Night soil
My new translation for Néojaponisme, IZUMI Kyōka's "Night fishing" (夜釣), is up. (And thanks to Boing Boing and apparently William Gibson [!] for the extra publicity and ego fuel.)
A few people have expressed confusion over what exact sequence of events it is supposed to depict. To that, I answer only "amorphous dread". Other folks have wondered what the "like this" in the final sentence means. This is a translation issue, so I will step up to the plate. The source I am translating there is 恁う, kō. Although you very rarely see it written with that kanji today, it is the common word kō that means "like this" and runs with sō ("like that") dō ("like what"), and so on.

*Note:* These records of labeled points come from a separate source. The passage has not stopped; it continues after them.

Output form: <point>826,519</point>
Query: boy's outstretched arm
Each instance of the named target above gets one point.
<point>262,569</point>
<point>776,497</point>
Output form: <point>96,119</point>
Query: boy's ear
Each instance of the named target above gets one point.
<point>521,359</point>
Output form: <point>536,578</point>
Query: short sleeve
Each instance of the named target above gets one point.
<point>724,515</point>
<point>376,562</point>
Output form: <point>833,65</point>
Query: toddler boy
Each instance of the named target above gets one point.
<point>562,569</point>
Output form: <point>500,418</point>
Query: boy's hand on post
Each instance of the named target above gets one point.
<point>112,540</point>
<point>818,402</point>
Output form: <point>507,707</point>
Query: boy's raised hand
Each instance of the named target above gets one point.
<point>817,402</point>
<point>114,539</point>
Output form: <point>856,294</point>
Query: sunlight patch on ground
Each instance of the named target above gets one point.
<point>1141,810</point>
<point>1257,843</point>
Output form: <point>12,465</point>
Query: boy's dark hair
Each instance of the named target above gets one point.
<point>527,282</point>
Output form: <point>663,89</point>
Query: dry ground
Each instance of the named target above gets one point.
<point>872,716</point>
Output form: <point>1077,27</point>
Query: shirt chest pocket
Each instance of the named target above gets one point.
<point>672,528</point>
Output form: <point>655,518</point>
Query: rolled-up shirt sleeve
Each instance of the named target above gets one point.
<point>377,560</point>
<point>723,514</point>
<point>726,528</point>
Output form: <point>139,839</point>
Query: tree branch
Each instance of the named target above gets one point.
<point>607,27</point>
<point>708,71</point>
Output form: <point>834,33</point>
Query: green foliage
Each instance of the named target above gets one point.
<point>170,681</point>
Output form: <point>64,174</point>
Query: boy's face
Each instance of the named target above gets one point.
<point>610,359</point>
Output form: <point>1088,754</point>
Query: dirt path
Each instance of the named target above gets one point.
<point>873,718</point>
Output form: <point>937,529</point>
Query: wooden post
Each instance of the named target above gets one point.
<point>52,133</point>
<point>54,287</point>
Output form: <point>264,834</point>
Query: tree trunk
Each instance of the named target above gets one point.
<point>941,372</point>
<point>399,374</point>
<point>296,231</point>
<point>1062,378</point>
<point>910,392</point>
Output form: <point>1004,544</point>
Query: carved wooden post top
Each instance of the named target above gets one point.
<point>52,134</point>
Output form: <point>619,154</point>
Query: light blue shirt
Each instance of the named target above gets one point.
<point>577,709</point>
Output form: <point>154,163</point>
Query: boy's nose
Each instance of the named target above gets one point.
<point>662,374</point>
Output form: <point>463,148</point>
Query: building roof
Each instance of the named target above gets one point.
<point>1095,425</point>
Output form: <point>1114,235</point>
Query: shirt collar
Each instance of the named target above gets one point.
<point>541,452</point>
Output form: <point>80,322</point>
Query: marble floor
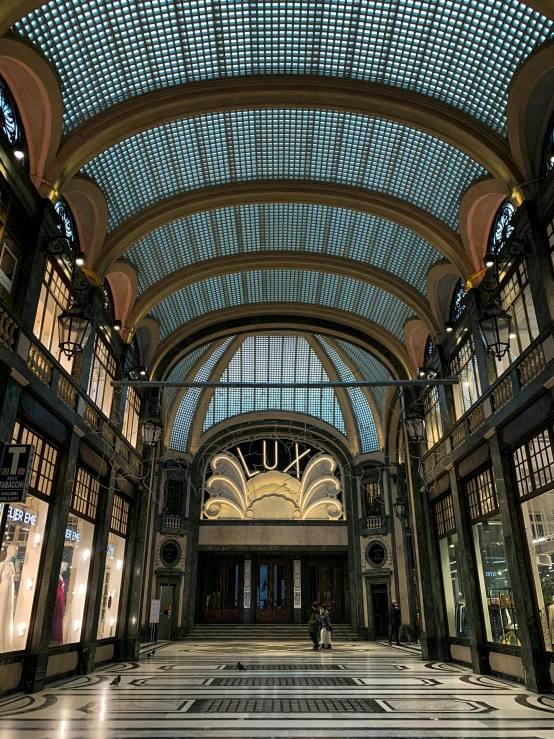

The NJ comment thread hypothesizes that this is meant to represent a sort of surprise physical ending, like telling a campfire story quietly and then shouting at the end to shock your audience. This is what I intended. Kyōka carefully frames the piece as a tale related verbally, though it was of course published in printed form, and although I did take advantage of certain facts of English syntax to rework the final revelation of imagery, I don't think I have strayed too far from his original intentions.
And here's a special bonus for blog readers. "Night fishing" was originally published in the Sunday Mainichi in 1911. Aozora's copy includes an extra, entirely unrelated paragraph at the end, separated by a diamond. It seems pretty clearly intended to fill up space. I'm not sure if Kyōka wrote it himself or whether some sub-editor threw it in, but here it is:
Santō Kyōden would work so feverishly when writing a story that he forgot even to sleep and eat. When a new story idea came to him, he would leap up and run to his writing desk, even if it was the middle of the night.
He would eventually become so deeply engrossed in his work that even going to the bathroom felt like a waste of precious time -- and so, they say, he kept the chamber pot beside his writing desk.
language hat:
Very nice -- thanks for linking it!
Me, I'd translate chameshi as "tea-rice"; it may not be perfect (yeah, yeah, soya), but at least it gives a general idea, whereas chameshi is just an undigested lump of Local Color.